中村とうよう死す

July 22 [Fri], 2011, 21:50
ほんとなんだろうか?
にわかに信じ難いのだけれど、去年末にミュージック・マガジン社の会長職を退かれたり、武蔵野美術大学に自らの膨大なコレクションを寄贈されたり、というのは予兆だったのだろうか。

ミュージック・マガジンの初代編集長で音楽評論家の中村とうようが自死された。享年79歳。
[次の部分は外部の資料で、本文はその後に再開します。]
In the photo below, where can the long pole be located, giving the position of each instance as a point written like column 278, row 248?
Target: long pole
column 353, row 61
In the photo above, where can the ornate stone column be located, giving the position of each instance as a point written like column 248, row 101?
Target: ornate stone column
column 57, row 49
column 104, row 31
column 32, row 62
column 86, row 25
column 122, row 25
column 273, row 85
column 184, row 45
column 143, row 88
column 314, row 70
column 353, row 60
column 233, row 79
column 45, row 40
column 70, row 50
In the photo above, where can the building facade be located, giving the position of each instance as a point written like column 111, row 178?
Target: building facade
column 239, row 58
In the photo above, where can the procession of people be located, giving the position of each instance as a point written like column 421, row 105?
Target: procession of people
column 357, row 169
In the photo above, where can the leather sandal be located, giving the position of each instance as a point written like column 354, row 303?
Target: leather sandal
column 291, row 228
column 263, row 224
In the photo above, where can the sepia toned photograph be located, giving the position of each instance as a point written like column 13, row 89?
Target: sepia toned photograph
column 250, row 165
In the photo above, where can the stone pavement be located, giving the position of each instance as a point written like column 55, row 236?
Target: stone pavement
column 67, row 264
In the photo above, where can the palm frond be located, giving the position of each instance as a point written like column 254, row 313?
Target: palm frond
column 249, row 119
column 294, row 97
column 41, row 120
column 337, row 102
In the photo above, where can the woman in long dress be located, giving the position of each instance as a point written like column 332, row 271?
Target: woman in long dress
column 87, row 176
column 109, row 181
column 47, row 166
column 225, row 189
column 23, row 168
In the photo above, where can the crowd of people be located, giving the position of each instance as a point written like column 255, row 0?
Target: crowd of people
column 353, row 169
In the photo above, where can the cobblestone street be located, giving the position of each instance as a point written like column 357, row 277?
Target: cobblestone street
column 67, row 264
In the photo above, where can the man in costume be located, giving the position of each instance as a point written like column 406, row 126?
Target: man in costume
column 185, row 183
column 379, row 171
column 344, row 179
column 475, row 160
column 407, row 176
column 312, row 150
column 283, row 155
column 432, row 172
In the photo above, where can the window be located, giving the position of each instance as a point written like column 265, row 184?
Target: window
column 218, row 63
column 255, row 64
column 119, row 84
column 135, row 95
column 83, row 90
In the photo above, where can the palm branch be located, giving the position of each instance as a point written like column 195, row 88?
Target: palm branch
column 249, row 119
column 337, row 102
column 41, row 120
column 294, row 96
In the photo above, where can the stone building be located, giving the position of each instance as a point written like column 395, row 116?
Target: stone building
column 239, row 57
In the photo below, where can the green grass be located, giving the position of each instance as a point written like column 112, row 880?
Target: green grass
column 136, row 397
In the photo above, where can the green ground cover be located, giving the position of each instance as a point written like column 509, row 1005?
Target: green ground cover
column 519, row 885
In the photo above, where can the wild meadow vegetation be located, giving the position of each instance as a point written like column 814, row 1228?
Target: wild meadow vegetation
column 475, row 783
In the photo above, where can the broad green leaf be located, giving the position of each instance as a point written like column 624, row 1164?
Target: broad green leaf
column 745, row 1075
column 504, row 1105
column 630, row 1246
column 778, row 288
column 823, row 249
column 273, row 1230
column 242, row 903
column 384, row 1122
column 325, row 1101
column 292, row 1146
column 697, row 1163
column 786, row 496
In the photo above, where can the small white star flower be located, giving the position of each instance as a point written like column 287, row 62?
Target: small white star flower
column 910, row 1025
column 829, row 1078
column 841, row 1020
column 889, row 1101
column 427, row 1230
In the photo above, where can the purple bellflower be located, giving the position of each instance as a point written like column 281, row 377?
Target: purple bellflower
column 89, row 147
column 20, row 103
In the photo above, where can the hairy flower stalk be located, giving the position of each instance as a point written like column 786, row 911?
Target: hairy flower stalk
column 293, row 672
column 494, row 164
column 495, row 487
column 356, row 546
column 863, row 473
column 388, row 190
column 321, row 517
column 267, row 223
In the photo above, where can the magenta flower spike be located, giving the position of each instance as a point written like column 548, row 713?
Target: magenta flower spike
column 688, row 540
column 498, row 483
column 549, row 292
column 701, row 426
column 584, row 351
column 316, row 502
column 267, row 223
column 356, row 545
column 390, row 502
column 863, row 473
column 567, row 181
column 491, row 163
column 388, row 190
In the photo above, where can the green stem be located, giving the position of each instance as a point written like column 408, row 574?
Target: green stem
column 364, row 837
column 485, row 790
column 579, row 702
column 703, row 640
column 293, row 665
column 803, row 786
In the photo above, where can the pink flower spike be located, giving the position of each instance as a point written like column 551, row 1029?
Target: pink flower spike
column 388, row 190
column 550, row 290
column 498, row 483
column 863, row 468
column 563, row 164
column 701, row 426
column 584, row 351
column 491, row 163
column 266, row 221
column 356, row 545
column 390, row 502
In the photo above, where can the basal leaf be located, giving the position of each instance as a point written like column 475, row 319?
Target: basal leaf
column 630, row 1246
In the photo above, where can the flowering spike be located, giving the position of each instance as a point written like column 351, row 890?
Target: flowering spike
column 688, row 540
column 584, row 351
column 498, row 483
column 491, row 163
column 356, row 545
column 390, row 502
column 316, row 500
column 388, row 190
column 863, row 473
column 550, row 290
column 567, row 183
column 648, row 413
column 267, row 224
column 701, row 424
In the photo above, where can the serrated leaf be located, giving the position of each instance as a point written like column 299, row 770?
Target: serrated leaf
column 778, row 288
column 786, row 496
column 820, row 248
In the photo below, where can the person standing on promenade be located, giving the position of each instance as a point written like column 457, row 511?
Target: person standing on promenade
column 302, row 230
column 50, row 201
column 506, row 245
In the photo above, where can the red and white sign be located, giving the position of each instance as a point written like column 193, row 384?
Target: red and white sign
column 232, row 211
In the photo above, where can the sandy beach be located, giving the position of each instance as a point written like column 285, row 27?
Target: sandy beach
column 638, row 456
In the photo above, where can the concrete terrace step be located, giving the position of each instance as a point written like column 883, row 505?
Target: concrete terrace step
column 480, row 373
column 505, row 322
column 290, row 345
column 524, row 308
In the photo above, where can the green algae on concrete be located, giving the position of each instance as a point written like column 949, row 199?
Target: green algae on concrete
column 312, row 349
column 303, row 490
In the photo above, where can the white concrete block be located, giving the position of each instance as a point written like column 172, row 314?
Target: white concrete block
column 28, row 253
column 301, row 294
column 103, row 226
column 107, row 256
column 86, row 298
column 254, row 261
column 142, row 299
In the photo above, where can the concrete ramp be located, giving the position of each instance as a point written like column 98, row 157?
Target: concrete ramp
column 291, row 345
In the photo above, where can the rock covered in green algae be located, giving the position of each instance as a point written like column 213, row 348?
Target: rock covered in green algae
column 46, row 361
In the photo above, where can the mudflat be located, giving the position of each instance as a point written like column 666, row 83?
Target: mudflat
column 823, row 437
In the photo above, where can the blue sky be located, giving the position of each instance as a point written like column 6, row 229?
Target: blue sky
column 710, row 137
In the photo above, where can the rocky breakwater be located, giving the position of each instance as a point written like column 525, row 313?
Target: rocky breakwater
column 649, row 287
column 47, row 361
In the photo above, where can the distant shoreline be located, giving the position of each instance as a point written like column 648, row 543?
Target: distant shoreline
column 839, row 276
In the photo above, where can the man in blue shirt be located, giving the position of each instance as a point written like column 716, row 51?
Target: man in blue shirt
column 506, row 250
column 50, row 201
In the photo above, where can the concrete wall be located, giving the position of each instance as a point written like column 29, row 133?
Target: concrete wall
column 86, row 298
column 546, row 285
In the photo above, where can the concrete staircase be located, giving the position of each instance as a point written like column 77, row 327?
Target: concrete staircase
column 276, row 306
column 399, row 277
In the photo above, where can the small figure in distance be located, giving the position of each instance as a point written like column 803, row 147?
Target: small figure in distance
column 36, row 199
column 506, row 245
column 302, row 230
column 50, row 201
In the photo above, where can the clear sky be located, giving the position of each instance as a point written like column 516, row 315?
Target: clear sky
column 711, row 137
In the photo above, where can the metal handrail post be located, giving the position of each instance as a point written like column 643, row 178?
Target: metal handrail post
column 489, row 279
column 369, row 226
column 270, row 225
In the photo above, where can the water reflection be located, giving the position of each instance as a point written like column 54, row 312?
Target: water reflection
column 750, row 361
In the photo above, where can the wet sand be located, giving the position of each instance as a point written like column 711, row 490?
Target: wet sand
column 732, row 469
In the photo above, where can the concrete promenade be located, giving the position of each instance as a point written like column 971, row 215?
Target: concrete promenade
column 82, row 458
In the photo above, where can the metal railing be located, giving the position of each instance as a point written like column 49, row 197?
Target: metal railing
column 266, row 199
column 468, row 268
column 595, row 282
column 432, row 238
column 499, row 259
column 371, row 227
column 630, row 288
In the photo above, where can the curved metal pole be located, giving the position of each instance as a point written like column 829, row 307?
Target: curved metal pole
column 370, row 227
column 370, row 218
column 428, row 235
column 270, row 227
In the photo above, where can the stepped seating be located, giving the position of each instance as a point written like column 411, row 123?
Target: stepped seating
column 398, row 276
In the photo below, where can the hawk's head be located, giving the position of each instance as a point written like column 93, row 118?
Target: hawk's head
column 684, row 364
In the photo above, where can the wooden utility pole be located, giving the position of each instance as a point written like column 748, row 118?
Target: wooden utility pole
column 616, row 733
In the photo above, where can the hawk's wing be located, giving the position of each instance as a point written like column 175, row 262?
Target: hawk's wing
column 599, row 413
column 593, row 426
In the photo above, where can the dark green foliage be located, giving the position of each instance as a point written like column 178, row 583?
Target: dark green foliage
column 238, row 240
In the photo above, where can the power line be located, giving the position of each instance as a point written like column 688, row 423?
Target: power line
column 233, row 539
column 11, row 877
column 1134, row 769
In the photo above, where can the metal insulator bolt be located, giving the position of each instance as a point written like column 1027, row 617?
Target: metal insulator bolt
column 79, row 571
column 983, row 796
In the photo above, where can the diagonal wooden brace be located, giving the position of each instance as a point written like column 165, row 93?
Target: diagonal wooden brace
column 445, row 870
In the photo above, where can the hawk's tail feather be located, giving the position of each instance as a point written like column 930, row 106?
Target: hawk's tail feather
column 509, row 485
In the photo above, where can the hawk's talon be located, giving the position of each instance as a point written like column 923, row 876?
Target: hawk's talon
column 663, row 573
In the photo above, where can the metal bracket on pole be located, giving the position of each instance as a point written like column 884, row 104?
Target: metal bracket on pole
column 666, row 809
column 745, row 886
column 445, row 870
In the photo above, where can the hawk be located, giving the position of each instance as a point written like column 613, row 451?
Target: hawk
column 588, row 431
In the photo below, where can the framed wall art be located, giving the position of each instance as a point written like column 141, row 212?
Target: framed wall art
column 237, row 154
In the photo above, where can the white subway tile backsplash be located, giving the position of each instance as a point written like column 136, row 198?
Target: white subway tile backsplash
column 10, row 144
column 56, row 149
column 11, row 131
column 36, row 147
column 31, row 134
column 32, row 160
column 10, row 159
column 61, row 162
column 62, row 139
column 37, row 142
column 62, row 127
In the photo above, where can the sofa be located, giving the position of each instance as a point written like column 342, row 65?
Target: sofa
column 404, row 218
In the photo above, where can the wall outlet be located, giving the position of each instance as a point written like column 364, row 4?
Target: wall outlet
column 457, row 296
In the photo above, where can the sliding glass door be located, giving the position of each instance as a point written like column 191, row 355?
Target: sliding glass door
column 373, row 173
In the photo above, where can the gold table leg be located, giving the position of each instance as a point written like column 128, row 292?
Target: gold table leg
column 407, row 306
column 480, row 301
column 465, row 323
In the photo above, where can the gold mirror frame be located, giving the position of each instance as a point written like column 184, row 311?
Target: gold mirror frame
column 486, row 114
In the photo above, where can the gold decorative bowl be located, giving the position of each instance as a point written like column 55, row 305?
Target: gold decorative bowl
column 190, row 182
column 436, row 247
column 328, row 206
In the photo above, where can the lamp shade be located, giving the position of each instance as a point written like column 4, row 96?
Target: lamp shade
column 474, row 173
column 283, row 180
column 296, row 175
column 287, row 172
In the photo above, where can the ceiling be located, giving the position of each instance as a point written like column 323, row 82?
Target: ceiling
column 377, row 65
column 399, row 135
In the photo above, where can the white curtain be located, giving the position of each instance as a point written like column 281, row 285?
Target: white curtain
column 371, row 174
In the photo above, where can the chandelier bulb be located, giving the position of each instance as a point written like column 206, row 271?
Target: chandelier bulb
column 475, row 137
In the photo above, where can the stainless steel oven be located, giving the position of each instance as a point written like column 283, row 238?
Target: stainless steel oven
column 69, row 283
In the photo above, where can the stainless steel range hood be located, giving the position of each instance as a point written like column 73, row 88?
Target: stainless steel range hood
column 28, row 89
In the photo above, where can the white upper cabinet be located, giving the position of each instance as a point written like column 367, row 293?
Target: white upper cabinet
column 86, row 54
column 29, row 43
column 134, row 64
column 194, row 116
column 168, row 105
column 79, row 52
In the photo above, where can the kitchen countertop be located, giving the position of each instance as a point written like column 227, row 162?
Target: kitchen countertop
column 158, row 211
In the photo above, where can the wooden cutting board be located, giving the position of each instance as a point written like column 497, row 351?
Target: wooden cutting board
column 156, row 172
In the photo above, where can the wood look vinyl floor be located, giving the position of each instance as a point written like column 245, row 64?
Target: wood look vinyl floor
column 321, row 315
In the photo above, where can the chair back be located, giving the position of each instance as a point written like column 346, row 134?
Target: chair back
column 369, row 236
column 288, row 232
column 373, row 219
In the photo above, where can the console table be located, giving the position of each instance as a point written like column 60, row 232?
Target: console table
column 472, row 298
音楽好きならおよそ誰もが座右の雑誌としているのが『ミュージック・マガジン』とその姉妹紙『レコード・コレクターズ』(そして、すでに廃刊になった『季刊ノイズ』)。いずれもミュージック・マガジン社発行で、中村とうようが創りあげた雑誌だ。

ぼくも全くのご多分にもれず高校生の頃からずっと読んできた雑誌だ。大学生になってからは音楽好きの友人とバック・ナンバーから増刊号からむさぼるように読んだ。上記の通り、音楽好きにとってはまさにバイブルなわけで、これをよく知らない、だとか、読んだことない、だとか言う奴は「ああ、こいつはしょーもないミュージシャンだな」とか「こいつとマジに話しても仕方がないな」という具合にぼくは判別させていただいている。まさに、踏絵にぴったりなのだ。

それほどまでに立派なポピュラー音楽文化を日本語によって創りあげたのが中村とうようであり、それを担っていたのが他ならぬ上記の雑誌だった。少なくともぼくはそう思っている。言ってみればぼくの頭に詰まっているもの、およそ音楽の知識であるとか、価値基準であるとか、評論の手法であるとか、ものの考え方なんてものは中村とうようの借りものだ。

とうようさんに音楽の楽しみ方を教わったおかげでぼくは人生楽しんでおります。ありがとうございました。

最後にとうようさんが生前、確か「とうようズトーク」というコラムで書かれていたと思うのだが「私の葬式に流してほしい」とおっしゃっていた花*花の「さよなら大好きな人」の歌詞を抜粋したい。それこそ地球上のあらゆる音楽を聴いてこられたとうようさんが日本のヒット・チャートにのるような歌謡曲を挙げるなんて!と、意外に思ったりしたが、ヌスラット・ファテ・アリ・ハーンやフェラ・クティと同じようにテレサ・テンや都はるみを高く評価していたのがとうようさんだった。いや、それよりなにより、この曲は実にとうようさんのお葬式にぴったりの曲なのだ。

花*花 「さよなら大好きな人」作詞こじまいづみ 作曲こじまいづみ 
(2000年)ワーナーミュージック・ジャパン WPCV-10107

   さよなら大好きな人
   さよなら大好きな人
   ずっと大好きな人


中村とうようさんの死を深く哀悼します。